# Grow as you go saving account from Postbank - 4.3%



## ClubMan (7 Jan 2008)

Another one for the savings/deposits mix...

Grow as you go saving account from Postbank - RTE News


----------



## irishlinks (7 Jan 2008)

Not as good as it might first sound....
You need min of 10K to get  an interest rate of 4% . (Anything less only gets you 1%). You need a balance of *250k* to get the max rate of  4.3% (max bal €1,000,000.) (AER )​


----------



## oldtimer (8 Jan 2008)

Not to be confused with Postbank's 'Solid Saver' account. Why Postbank have launched this 'Praemium Saver grow as you go' account now puzzles me - the rates are very unattractive as Irishlinks pointed out above. Solid Saver is currently 4% on all amounts but drops back to 3.3% on 12/01/08.


----------



## MalRB (9 Sep 2008)

Can someone tell me if postbank have a record of dropping their interest rates after gainging new customers or launching a product?  I want to avoid the hassle of continously changing a/cs to get a decent interst rate.

At the moment, this looks like a good option to place a 20k lump sum, that we plan on adding to (assuming interest rate does not drop). I'd be interested in other people's thoughts on the a/c or for that matter other recommendations?

Thanks

M


----------



## oldtimer (9 Sep 2008)

Why are you so intent on Postbank? Their rates certainly are not the most attractive. Look at the best buys forum or www.itsyourmoney.ie for the best rates. Personally if I had 20k to invest at the moment i would open an account with Northern Rock. At 5% on demand and a guarantee from British Treasury, under present conditions, to me is the safest.


----------



## MalRB (9 Sep 2008)

Oldtimer

Thanks for the reply.

I had looked at www.itsyourmoney.ie and the only 2 higher rates for on demand were an introductory rate with Anglo or Northern Rock.  I wanted to avoid introductory rates and given Northern Rocks recent troubles I was dubious of them.  To be honest I didn't realise there is a British Treasury guarantee.  

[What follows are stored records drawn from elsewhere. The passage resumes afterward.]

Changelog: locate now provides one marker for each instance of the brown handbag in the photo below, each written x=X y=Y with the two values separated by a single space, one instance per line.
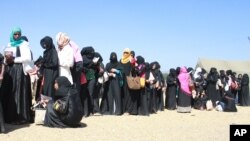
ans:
x=133 y=82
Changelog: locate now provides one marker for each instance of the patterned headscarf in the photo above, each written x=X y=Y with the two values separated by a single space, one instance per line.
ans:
x=62 y=39
x=126 y=57
x=16 y=42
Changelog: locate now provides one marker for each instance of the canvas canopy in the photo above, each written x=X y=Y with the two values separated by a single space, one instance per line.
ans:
x=240 y=67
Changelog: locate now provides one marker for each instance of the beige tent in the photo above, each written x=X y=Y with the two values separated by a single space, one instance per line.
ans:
x=236 y=66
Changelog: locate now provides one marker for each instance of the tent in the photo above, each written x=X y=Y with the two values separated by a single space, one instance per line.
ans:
x=240 y=67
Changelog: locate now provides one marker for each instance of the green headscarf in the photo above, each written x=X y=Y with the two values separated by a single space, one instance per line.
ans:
x=16 y=42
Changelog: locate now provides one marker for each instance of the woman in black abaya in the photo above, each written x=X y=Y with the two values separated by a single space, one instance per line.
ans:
x=244 y=94
x=66 y=93
x=212 y=92
x=171 y=90
x=16 y=88
x=111 y=101
x=49 y=66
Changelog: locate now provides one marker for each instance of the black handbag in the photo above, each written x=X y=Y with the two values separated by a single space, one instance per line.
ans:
x=61 y=106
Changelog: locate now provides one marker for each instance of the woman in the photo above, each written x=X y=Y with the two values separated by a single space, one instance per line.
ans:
x=16 y=88
x=90 y=68
x=244 y=94
x=143 y=100
x=184 y=98
x=111 y=102
x=212 y=91
x=50 y=66
x=171 y=90
x=130 y=97
x=73 y=114
x=65 y=55
x=2 y=128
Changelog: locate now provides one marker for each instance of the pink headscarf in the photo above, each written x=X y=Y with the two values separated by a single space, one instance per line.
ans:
x=184 y=80
x=62 y=39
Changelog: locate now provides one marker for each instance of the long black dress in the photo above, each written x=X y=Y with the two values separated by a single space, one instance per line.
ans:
x=74 y=112
x=112 y=95
x=244 y=94
x=16 y=91
x=170 y=101
x=229 y=101
x=212 y=92
x=50 y=66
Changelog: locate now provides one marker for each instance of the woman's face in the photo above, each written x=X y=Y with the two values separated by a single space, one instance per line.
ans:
x=17 y=35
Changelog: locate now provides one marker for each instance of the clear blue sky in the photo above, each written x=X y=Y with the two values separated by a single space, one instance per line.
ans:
x=173 y=32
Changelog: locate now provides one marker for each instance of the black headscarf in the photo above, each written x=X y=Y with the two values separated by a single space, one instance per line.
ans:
x=113 y=61
x=64 y=86
x=97 y=54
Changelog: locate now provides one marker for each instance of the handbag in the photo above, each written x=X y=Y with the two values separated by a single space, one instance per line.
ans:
x=133 y=82
x=61 y=106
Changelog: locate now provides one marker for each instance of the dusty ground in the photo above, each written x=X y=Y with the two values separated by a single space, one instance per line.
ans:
x=166 y=125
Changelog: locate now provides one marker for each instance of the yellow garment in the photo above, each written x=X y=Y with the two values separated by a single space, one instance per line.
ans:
x=126 y=57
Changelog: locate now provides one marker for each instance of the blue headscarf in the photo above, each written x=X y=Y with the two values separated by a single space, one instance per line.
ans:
x=16 y=42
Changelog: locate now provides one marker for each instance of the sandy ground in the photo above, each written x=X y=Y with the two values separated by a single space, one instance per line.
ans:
x=166 y=125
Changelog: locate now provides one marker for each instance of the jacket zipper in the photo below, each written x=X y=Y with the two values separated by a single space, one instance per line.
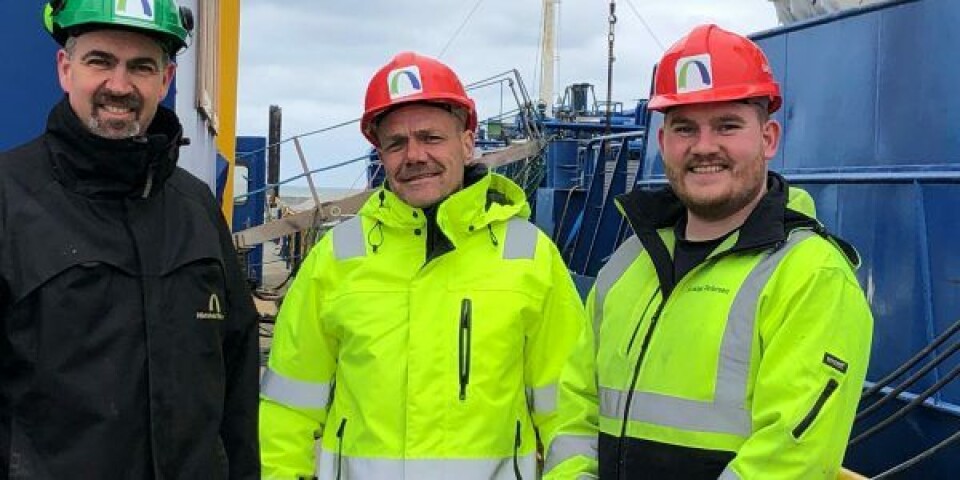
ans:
x=466 y=320
x=516 y=452
x=621 y=453
x=636 y=330
x=343 y=425
x=804 y=424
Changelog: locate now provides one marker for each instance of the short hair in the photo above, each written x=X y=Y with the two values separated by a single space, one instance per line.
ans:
x=761 y=105
x=460 y=113
x=71 y=44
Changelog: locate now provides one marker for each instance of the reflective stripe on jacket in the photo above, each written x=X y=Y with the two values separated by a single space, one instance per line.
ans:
x=750 y=366
x=413 y=365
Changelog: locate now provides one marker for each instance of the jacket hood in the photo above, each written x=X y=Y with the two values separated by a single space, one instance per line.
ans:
x=781 y=210
x=92 y=165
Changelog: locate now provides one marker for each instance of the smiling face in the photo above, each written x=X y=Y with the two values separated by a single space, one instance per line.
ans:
x=115 y=80
x=715 y=156
x=424 y=149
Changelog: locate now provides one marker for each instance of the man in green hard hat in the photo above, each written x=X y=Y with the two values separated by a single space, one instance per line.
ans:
x=128 y=339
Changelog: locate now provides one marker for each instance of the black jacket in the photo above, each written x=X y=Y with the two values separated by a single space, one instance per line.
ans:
x=128 y=338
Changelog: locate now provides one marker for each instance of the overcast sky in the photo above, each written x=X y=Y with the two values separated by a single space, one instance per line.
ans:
x=314 y=58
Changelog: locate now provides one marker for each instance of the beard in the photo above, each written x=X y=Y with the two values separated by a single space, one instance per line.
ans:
x=115 y=129
x=748 y=185
x=716 y=209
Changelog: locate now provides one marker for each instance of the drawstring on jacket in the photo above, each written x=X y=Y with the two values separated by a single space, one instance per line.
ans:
x=493 y=236
x=378 y=227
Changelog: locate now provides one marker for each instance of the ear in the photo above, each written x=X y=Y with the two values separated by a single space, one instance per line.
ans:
x=168 y=73
x=63 y=70
x=468 y=140
x=660 y=138
x=771 y=139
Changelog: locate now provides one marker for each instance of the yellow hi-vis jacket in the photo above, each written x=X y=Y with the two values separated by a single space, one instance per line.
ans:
x=411 y=364
x=748 y=367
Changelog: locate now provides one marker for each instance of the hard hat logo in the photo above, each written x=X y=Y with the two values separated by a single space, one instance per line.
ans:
x=694 y=73
x=140 y=9
x=404 y=82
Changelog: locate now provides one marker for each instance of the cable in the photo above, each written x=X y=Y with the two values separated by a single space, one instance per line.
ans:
x=644 y=23
x=910 y=406
x=912 y=361
x=463 y=24
x=920 y=457
x=908 y=382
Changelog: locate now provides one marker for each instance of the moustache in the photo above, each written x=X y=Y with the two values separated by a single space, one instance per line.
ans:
x=130 y=101
x=411 y=171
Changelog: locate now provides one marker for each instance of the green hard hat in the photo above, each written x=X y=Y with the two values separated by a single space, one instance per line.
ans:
x=161 y=19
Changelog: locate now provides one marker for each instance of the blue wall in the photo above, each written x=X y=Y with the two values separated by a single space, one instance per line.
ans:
x=29 y=79
x=29 y=85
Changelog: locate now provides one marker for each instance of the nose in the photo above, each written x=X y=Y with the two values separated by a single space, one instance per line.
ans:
x=118 y=82
x=416 y=151
x=705 y=143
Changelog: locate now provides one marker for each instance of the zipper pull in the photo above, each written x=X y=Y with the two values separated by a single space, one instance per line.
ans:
x=466 y=314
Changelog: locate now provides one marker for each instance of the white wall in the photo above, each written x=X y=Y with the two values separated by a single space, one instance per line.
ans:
x=200 y=157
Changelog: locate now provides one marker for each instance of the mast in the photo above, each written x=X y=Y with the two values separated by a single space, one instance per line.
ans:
x=548 y=53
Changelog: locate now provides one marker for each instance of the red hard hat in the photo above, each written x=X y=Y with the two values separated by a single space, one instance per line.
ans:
x=408 y=78
x=713 y=65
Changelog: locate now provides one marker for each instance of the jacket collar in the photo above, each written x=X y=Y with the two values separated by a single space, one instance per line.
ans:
x=486 y=197
x=768 y=224
x=92 y=165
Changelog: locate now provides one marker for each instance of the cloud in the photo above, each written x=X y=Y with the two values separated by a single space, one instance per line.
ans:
x=314 y=59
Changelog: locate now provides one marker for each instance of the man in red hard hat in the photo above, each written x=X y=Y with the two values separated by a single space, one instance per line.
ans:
x=731 y=337
x=423 y=338
x=128 y=336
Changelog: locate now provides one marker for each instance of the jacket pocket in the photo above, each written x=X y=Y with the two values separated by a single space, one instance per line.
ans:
x=808 y=419
x=464 y=341
x=340 y=431
x=516 y=451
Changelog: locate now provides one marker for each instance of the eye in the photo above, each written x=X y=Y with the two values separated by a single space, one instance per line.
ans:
x=393 y=146
x=98 y=62
x=728 y=127
x=683 y=130
x=143 y=69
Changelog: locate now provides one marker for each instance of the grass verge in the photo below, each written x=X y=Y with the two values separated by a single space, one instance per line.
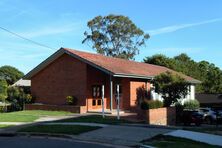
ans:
x=96 y=119
x=210 y=130
x=59 y=129
x=162 y=141
x=29 y=115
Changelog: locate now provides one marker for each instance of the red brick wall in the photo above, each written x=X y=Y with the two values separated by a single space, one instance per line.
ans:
x=96 y=77
x=65 y=76
x=161 y=116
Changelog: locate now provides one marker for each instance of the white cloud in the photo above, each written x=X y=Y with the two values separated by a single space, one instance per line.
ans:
x=174 y=28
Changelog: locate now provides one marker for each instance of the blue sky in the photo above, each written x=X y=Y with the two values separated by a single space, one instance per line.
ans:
x=192 y=26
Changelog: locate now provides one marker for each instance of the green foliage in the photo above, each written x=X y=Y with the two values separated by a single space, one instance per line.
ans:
x=151 y=104
x=115 y=35
x=171 y=86
x=208 y=73
x=3 y=90
x=71 y=100
x=10 y=74
x=191 y=104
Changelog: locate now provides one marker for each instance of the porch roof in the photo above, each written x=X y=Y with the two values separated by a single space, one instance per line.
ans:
x=113 y=66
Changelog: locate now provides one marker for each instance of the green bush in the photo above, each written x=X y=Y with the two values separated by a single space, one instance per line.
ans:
x=151 y=104
x=191 y=104
x=71 y=100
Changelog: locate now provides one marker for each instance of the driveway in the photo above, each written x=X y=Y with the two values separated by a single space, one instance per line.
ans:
x=23 y=142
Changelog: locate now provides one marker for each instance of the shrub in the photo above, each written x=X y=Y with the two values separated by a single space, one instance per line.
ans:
x=191 y=104
x=151 y=104
x=71 y=100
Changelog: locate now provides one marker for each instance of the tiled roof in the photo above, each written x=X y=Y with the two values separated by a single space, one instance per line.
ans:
x=118 y=66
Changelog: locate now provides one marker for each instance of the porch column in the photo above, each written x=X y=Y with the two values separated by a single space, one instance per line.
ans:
x=111 y=93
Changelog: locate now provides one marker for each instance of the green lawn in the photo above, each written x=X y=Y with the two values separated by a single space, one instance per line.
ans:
x=211 y=130
x=96 y=119
x=59 y=129
x=162 y=141
x=4 y=126
x=29 y=115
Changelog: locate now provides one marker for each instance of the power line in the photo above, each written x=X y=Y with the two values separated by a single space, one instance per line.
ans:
x=24 y=38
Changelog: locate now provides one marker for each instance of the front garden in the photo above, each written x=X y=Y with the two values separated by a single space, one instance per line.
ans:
x=29 y=115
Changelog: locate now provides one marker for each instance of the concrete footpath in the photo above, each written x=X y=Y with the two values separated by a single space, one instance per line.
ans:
x=109 y=134
x=197 y=136
x=122 y=135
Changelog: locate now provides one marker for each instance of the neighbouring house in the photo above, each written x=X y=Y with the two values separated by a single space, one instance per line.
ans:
x=209 y=100
x=75 y=73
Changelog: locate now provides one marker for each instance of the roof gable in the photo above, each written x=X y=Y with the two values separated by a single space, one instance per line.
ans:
x=113 y=66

I know Postbank is a joint venture with that Belgium crowd... but still to be honest there was a trust issue at play.  Postbank all around seemed to be a decent option, with a quiet high if not the highest on demand rate.  

Thanks

M


----------



## ClubMan (11 Sep 2008)

MalRB said:


> I had looked at www.itsyourmoney.ie and the only 2 higher rates for on demand were an introductory rate with Anglo or Northern Rock.


Unless I am mistaken there are more than 2 higher rates on offer for lump sums of €10K+ in the _Financial Best Buys _forum list of lump sum deposit accounts. If you are willing to take marginally less interest in order to go with _Postbank _(which is not the same as_ An Post_ proper state guaranteed savings, remember) then so be it but it makes little sense to me and perhaps others when you can easily get a higher rate elsewhere.


----------



## oldtimer (17 Jan 2009)

Postbank rates have now dropped drastically and not at all attractive. Solid saver now 2% and praemium saver rates down to 2.70%, rising to 3.25% for higher amounts. 'Best Buys' need adjustments.


----------